I also have used 3/4" clear (For the TX) and 1" clear (For the TRS) heat shrink tube. Heat shrink and ChipQuik from Ebay.

That sounds nice. It seems one needs to apply the low temp flux solder to the pads and then did you use a heat gun to get it to release or did you have to hold two soldering irons on either side to get it to come off?

That would sure beat cutting and grinding and I'd give it a go next time I get stuck in that position. Thanks for posting. Kurt Savegnago
 
No joy replacing the GPS antenna. I took a prototype TRS (one that I'd never fly), confirmed that it was feeding good GPS data to the receiver, then pryed off the antenna. I soldered on a replacement 15mm antenna... no satellites.

Apparently it may matter how the antenna broke off, I think it it breaks at the antenna side vs. the GPS module PCB side then it would probably work. Unfortunately, I don't think I've ever seen one break like that... they always snap off at the PCB, probably taking the hole-plating with it, which is most likely why it doesn't work.

So, it's a new GPS module... sorry, I tried.
 
Looks like the Chip Quik method is the way to get the base off and put a new GPS on. The only caution is to avoid tearing a pad especially the signal out (Tx) and the power pads. Kurt
 
That sounds nice. It seems one needs to apply the low temp flux solder to the pads and then did you use a heat gun to get it to release or did you have to hold two soldering irons on either side to get it to come off?

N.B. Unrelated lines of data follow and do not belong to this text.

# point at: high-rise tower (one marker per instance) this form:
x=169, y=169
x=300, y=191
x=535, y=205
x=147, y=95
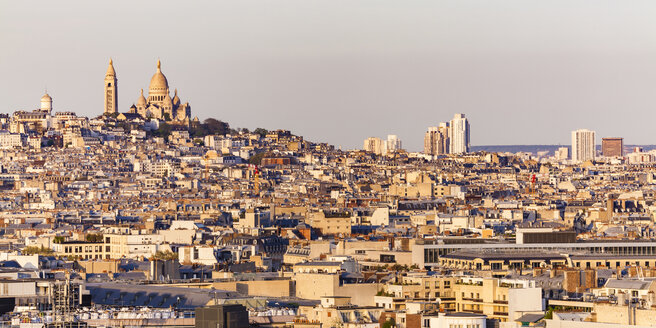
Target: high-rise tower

Hot air reflow is the *proper* way to do it but I don't have one of those so in general, here's the take on ChipQuik:

ChipQuik is a special low-melt temp alloy. The idea is to use it to 'contaminate' the solder on the board. There are a few techniques that have worked for me, depending on the situation. When individual legs are accessible, you can contaminate each joint, lift the leg up with pliers and work your away along. For fine pitch stuff, get lots of ChipQuik on and try to make a blob that shorts all the pins on one side of the IC. This way you have a single thermal mass to keep warm. Use your iron to keep the puddle liquid and gently use a tool to lift one side of the chip then let the puddle cool. Once the chip is removed, reheat and mop up the solder and clean up the pads for the new chip.
 
It's not unusual to lift some of the GPS pads that don't have any traces on them, since there's not as much mechanical connection to the board on them. If they don't connect to anything, then it's not that big of a deal. The primary mechanical connection is supposed to be the 8 large pads on the bottom, which is why I keep revising the board to make it easier to solder those pads.